SUPREME COURT ORDERS EC; ALLOW DISQUALIFIED
CANDIDATES TO MAKE CORRECTIONS
The Supreme Court has
ordered the EC to allow all 12 disqualified candidates to correct errors on
their nomination forms, errors that formed the basis for their
disqualification.
In a unanimous decision read by presiding judge Justice
Sophia Adinyira, the apex court ordered the EC to extend
the nomination period for another 24 hours to allow all the is qualified
candidates to correct their errors.
Starting from Monday and ending Tuesday, the EC is to
invite the aggrieved aspirants and afford them the chance to make necessary
corrections.
The judgement freezes all other five suits in which
presidential candidates are challenging the disqualification. The candidates
were disqualified after the EC said it found anomalies on the presidential
nomination forms.
The propriety of the anomalies is at the heart
several court suits challenging the decision.

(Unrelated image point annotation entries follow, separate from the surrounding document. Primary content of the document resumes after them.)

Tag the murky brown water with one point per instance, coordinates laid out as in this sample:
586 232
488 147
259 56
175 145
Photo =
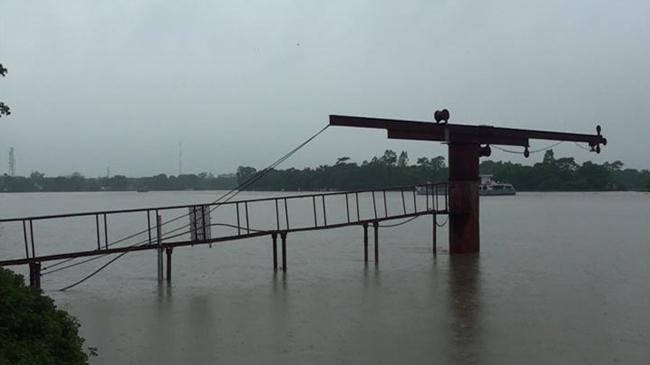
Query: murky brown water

The main anomaly was that some voters who endorsed the
nomination forms were either not qualified voters or that they endorsed more
than one presidential candidate contrary to Public Regulations on Elections
(C.I 94).
But the candidates argued there was no way they could
have known a voter was not qualified nor were they aware that any of the
prescribed 432 endorsers had signed up for the other candidate.
While the EC described the anomalies as statutory
offence punishable by disqualification, several of the 12 disqualified
presidential candidates have called it clerical errors that can be easily
corrected.
PPP Presidential candidate Dr. Nduom was the first to
secure a favourable ruling at the High Court which ordered that the EC should
allow Dr. Nduom to correct his mistakes and reinstate him into the race.
Dissatisfied, the EC proceeded to the Supreme Court for
clarity on the legal value of an error found on a presidential candidate's
nomination forms, but the Apex court has ruled in favour of the PPP.